Pada 9 Juli 2007 lalu di Biak mantan pemain besar Papua Timo Kapisa telah berpulang ke Tuhan Yang Maha Kuasa tetapi kiprahnya di persepak bolaan Papua dan Indonesia telah mengharumkan namanya.
Kehebatannya mengola si kulit bundar membawanya digelari Mutiara Hitam. Sejak Black Brother menulis syair lagu maka semakin populerlah dua nama itu masing masing Timo Kapisa dan Yohanes Auri.
“Persipura Mutiara Hitam,”begitulah syair lagu group Black Brother.
Sebelumnya Timo sendiri masih tercatat sebagai pelatih Galanita PSBS Biak, bahkan dia termasuk salah satu penasehat tim sewaktu PSBS Biak berlaga di divisi II.
Hengki Rumere, mantan pemain belakang dan mantan kapten Persipura era 70 an rekan satu tim bersama Timo Kapisa merupakan salah satu pemain yang luar biasa dalam tim Persipura ketika itu, pasalnya almarhum merupakan salah satu penyerang (striker) yang mempunyai mobilitas yang tinggi.
“Saya lihat sampai saat ini belum ada yang mampu menyamai prestasi almarhum, yang mendekati mungkin Cuma Boaz,” kata Hengki Rumere sebagaimana dilansir Cenderawasih Pos.
Menurutnya, walaupun telah pergi, namun pemain yang pernah merumput bersama warna Agung (klub Galatama Jakarta) tetap akan dikenang di sebagai anak bangsa yang pernah membawa piala presiden bersama Persipura.
“Waktu tahun 1974 kami ada empat orang yang masih usai muda bermain di Persipura ketika itu, pertama Almarhum Timo Kapisa, Almarhum Levi Doom, Tinus Heipon dan Saya sendiri (Hengki Rumere),” kenangnya.

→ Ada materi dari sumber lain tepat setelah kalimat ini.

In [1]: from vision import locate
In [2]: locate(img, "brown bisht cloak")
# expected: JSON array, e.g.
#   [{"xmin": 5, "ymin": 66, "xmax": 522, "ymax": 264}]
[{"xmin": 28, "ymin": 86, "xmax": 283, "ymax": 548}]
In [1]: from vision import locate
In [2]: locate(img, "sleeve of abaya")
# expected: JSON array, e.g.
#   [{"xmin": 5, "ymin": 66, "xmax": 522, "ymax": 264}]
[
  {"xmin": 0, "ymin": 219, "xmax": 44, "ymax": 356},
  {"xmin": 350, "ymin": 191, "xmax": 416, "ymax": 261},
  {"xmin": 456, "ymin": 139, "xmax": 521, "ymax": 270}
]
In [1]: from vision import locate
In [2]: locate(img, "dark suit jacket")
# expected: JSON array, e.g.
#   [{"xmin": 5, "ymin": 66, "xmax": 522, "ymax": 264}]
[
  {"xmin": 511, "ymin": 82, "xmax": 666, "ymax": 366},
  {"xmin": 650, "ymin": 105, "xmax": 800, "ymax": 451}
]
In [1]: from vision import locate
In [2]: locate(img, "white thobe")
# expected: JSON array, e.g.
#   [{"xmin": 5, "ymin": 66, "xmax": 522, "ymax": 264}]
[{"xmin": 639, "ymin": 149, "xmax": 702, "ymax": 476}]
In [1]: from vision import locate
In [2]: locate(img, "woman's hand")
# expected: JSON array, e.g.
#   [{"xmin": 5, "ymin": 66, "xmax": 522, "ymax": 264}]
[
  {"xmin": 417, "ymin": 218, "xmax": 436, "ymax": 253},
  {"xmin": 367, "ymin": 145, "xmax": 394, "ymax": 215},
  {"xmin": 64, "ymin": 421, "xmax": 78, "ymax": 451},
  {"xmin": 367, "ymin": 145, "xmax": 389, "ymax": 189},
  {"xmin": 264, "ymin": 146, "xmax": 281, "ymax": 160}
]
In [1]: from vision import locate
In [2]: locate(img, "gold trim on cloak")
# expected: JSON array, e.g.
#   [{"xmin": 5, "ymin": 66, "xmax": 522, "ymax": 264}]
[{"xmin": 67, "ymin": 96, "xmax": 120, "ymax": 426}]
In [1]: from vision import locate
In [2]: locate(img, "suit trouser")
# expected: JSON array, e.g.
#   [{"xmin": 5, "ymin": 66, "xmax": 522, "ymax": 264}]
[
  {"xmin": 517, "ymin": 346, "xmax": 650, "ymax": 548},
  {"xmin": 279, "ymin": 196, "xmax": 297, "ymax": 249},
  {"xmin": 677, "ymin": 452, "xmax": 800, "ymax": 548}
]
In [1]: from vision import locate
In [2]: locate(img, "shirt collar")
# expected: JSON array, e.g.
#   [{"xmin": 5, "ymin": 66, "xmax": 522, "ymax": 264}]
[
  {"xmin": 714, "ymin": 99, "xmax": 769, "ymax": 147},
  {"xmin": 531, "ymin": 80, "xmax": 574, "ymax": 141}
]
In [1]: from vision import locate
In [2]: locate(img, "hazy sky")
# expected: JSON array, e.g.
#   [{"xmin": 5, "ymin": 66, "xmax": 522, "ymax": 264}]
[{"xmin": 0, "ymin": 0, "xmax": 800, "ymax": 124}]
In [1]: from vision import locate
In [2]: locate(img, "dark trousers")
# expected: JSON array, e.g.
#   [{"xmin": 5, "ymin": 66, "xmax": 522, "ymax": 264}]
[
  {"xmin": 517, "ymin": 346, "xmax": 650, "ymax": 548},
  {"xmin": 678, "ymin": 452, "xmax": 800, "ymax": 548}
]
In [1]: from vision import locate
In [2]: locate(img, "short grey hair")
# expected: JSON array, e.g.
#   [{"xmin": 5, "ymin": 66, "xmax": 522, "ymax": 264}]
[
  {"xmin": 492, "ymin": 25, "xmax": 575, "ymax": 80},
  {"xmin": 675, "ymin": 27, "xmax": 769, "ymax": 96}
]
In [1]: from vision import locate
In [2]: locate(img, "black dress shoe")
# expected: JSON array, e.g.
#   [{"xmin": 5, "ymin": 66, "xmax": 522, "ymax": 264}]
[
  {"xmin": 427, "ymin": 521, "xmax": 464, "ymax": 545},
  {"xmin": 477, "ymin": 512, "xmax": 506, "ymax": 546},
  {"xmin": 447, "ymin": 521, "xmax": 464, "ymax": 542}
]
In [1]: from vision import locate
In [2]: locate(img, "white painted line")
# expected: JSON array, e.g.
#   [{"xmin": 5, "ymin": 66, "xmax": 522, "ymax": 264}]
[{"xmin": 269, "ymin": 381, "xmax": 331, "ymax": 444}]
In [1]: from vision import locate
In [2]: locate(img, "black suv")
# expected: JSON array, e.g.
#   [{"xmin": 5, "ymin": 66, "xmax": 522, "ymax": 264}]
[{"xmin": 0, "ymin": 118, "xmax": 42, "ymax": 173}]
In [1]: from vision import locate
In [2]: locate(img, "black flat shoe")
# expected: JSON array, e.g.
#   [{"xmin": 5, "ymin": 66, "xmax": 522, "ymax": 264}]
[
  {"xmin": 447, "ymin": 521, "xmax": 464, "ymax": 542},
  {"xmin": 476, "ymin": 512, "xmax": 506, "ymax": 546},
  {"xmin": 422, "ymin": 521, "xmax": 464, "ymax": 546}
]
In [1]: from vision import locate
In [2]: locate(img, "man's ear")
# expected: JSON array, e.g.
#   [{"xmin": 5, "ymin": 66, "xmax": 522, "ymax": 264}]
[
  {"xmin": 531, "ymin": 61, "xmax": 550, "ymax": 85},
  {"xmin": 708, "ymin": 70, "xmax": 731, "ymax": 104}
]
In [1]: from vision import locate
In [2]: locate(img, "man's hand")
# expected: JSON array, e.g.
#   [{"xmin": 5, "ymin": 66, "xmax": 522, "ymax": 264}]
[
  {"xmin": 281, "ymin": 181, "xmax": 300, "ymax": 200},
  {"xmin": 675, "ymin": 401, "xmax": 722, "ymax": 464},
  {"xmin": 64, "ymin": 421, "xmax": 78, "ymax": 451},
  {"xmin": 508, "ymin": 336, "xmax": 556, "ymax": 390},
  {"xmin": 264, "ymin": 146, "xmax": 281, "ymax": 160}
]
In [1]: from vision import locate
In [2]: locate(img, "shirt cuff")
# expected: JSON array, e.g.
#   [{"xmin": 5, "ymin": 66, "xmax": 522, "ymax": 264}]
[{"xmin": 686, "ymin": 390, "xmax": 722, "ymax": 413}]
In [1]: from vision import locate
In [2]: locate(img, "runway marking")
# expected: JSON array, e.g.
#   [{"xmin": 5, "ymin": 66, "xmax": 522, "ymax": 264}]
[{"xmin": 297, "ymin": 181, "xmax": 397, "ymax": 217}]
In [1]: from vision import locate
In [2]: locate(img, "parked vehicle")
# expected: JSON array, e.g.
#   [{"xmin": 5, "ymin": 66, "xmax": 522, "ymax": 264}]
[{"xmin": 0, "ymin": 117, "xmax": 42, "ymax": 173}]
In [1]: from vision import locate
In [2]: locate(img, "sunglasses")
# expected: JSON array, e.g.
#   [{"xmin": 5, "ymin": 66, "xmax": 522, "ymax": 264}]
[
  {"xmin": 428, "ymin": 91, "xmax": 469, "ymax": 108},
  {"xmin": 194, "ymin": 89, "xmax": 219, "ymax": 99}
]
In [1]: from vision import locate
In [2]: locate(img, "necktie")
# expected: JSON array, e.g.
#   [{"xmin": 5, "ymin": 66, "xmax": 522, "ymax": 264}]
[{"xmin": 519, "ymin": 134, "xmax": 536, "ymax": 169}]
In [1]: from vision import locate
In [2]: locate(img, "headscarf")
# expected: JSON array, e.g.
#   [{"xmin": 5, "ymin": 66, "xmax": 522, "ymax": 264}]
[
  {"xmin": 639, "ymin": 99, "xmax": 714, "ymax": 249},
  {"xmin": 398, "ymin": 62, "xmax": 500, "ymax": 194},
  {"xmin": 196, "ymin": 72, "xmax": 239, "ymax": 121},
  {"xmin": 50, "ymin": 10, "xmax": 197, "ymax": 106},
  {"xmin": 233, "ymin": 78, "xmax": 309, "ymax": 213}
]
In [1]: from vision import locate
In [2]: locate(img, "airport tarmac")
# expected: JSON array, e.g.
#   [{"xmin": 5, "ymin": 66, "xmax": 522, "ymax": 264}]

Sementara itu mantan pesepakbola nasional dan Papua Rully Nere juga mengaku kehilangan besar mantan pelatih PKT Bontang itu, karena almarhum merupakan pemain yang disiplin dan mempunyai teknik bola yang tinggi.
“Kami kehilangan besar bagi persepakbolaan Papua dan Nasional karena kak Timo juga mempunyai naluri mencetak gol yang tinggi dan pernah bermain di klub Warna Agung Jakarta (1997-1981) dengan Roni Patinasarani, Risdyanti, Simson Rumapasai,” tutur Nere yang dijuluki Jean Tigana Indonesia.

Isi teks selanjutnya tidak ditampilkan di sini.